Train failed: inconsistent sequence length

linkAmy commented 3 years ago

Hi, I am trying to run this work on my own dataset. After preprocessing the dataset, I got train.1.pt/valid.1.pt/vocab.pt. I notice that I do not have the train-roto-ptr.txt so I followed the isssue#26 and commented out all the related codes that used the supervision through pointers. And then, I met the same problem in this issue#28. So I reset the TGT_VOCAB_SIZE and finally, I got this error message:

Traceback (most recent call last): File "train.py", line 454, in main() File "train.py", line 446, in main train_model(model1, model2, fields, optim1, optim2, data_type, model_opt) File "train.py", line 256, in train_model train_stats, train_stats2 = trainer.train(train_iter, epoch, report_func) File "/data2text-plan-py-master/onmt/Trainer.py", line 164, in train for i, batch in enumerate(train_iter): File "train.py", line 137, in iter for batch in self.cur_iter: File "/anaconda2/lib/python2.7/site-packages/torchtext/data/iterator.py", line 151, in iter self.train) File "/anaconda2/lib/python2.7/site-packages/torchtext/data/batch.py", line 27, in init setattr(self, name, field.process(batch, device=device, train=train)) File "/data2text-plan-py-master/onmt/io/BoxField.py", line 134, in process tensor = self.numericalize(padded, device=device, train=train) File "/data2text-plan-py-master/onmt/io/BoxField.py", line 253, in numericalize arr = self.tensor_type(arr) RuntimeError: inconsistent sequence length at index (3, 20) - expected 21 but got 20

I am trying to figure it out, probably it has something to do with the TextDataset method get_fields as it is related to BoxField:

@staticmethod
    def get_fields(n_src_features, n_tgt_features):
        """
        Args:
            n_src_features (int): the number of source features to
                create `torchtext.data.Field` for.
            n_tgt_features (int): the number of target features to
                create `torchtext.data.Field` for.

        Returns:
            A dictionary whose keys are strings and whose values
            are the corresponding Field objects.
        """
        fields = {}

        fields["src1"] = BoxField(
            sequential=False,
            init_token=BOS_WORD,
            eos_token=EOS_WORD,
            pad_token=PAD_WORD)

But I have no idea how to fix it.

ratishsp commented 3 years ago

Hi @linkAmy I am not sure why you get this error. I assume you have used the correct torchtext version (torchtext==0.2.3) Does printing the values of arr in https://github.com/ratishsp/data2text-plan-py/blob/4b7453530f570aefe036292f1219bbcf8851ad9f/onmt/io/BoxField.py#L251 help in debugging the issue?
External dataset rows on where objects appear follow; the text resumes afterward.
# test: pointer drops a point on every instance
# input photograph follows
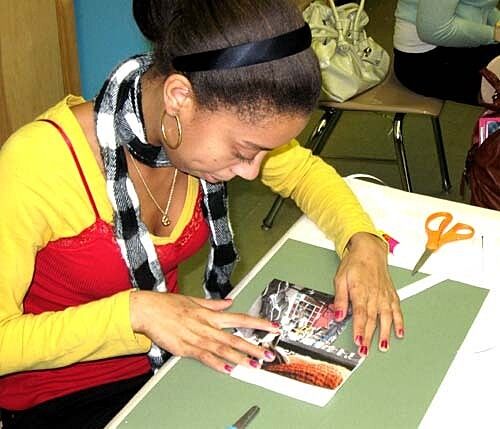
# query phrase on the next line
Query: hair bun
(150, 15)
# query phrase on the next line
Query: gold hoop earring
(179, 131)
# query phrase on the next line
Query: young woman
(439, 47)
(101, 200)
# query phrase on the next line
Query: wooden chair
(390, 96)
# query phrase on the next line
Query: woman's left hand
(363, 279)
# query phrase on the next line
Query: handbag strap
(338, 22)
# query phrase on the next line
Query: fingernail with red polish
(270, 356)
(254, 363)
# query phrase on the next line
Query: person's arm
(362, 277)
(439, 24)
(494, 16)
(30, 207)
(318, 190)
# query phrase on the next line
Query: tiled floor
(364, 134)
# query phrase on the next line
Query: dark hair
(181, 27)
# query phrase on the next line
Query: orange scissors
(437, 237)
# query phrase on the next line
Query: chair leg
(397, 128)
(443, 166)
(316, 143)
(323, 130)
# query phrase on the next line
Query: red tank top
(77, 270)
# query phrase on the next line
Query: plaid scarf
(120, 127)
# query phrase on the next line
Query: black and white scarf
(120, 127)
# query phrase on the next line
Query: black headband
(246, 54)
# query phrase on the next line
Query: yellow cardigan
(42, 199)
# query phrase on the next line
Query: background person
(440, 46)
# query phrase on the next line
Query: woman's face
(217, 146)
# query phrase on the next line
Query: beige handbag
(350, 61)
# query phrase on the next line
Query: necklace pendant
(165, 221)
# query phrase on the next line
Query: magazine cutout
(308, 365)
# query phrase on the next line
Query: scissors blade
(246, 418)
(421, 261)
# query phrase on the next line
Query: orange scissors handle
(437, 237)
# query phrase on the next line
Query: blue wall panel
(106, 34)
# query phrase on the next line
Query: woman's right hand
(193, 327)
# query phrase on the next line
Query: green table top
(389, 390)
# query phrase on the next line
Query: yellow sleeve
(35, 208)
(318, 190)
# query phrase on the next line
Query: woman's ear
(177, 94)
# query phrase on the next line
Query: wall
(106, 34)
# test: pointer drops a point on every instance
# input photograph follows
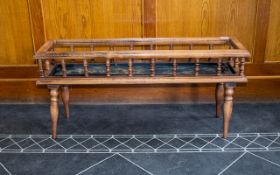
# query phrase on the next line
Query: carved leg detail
(65, 100)
(54, 109)
(219, 98)
(229, 91)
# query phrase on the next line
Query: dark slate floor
(32, 120)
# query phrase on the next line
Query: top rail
(238, 50)
(146, 54)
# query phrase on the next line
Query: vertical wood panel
(92, 19)
(273, 39)
(208, 18)
(37, 23)
(262, 22)
(149, 18)
(16, 41)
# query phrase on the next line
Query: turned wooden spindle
(108, 64)
(54, 110)
(228, 103)
(41, 67)
(242, 66)
(152, 67)
(190, 48)
(85, 67)
(72, 48)
(219, 67)
(47, 67)
(236, 65)
(130, 67)
(64, 71)
(91, 48)
(197, 67)
(111, 48)
(65, 100)
(130, 62)
(219, 97)
(174, 67)
(152, 47)
(210, 48)
(231, 62)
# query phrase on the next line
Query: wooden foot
(54, 109)
(219, 98)
(229, 91)
(65, 100)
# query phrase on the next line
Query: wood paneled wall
(27, 24)
(273, 38)
(195, 18)
(16, 45)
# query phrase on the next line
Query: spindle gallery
(219, 60)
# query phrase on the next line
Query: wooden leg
(219, 98)
(229, 91)
(54, 109)
(65, 100)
linkAmy commented 3 years ago

Thanks a lot for your nice reply! @ratishsp This error seems most likely due to my dataset as the code works well with rotowire dataset. I will double check my dataset. Thanks again!

wingedRuslan commented 3 years ago

Hey @linkAmy,

Have you been able to eventually run the code on your own dataset?

I have the same goal as you, and since you referenced my two issues, I suppose you have same problems as I have in running the code on the dataset other than RotoWire.

TongLi3701 commented 3 years ago

Hi @wingedRuslan ,

I have successfully run the code on my dataset. The reason is because the length of the input should be the same for both training and testing, so probably you need to add some padding for your dataset.

wingedRuslan commented 3 years ago

Hi @TongLi3701,

that's great news! Thanks a lot for posting it here :+1: